Ruben: Yeah. Totally. Surprisingly, it is not the data skills that I

leverage from my chemical engineering background. It’s more

the problem solving thing in communication skills. I think

any engineering work has a heavy component of

troubleshooting and problem solving and so I was doing a lot

of that in my job and it really forced me to come up with like

a very systematic approach to breaking down a problem.
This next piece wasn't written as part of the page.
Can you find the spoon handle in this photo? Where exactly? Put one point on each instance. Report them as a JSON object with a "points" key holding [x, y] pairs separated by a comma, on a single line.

Coming up with a hypothesis and I think those hypotheses


and be extremely systematic and organized about and

structured about my thinking. So I definitely learned that

from my engineering background. The only thing that I

learned is, as I mentioned communication skills. As an

engineer especially like in my position, I was doing a lot of

like account management. I had also to translate a lot of very

complex technical experiments and results into something

that the business people could understand and the ability to

summarize complex concepts and notions into a few you

know whether it’s a slide or whether it’s an email you know

and prepared draft that really sum up the insights, it’s very

important that something that I learned in my engineering

job and something that had thrilled me also in my current

career.

Kirill: Sounds really cool and definitely the problem solving skills

that’s a very valuable thing to have when you’re dealing with

data science challenges but from what you’re saying I

gathered that your communication skills had played a very

significant role in terms of your success and how would you

recommend because – my thinking is that a lot of times when

people are starting out into the field of data science now that

it’s getting more and more popular, sometimes they can get

pitched on a hold into certain roles where they are

performing some analytics but they don’t have the exposure

to go and share their insights with stakeholders. They were

just performing certain sql queries, or certain analytical

procedures but they don’t actually have a chance to

communicate insights. So what would be your suggestion be

like from the top of your head for people or our listeners who

might be in that situation to somehow start developing those

communication skills nevertheless.


Ruben: Yeah. I think there are two ways you can do that – one is,

even in your day to day interaction with customers. I would

think of like analytics of data sciences you know you have

customers inside the company whether they’re technical

customers or business customers, people ask you questions

or ask you to perform data analysis to give them an answer

so whenever you interact with your customers, you can

always like good extra mile and structure your answer not

just as the output of a regression analysis or as a SQL query

but like you could try and explain like why you think this is

the right thing to do, what that means in practice, what

would be your recommendation so always like push the

results path not just the technical output but and package it

in a way that shows that you thought about the implications

and the meaning of the analysis so that’s one thing.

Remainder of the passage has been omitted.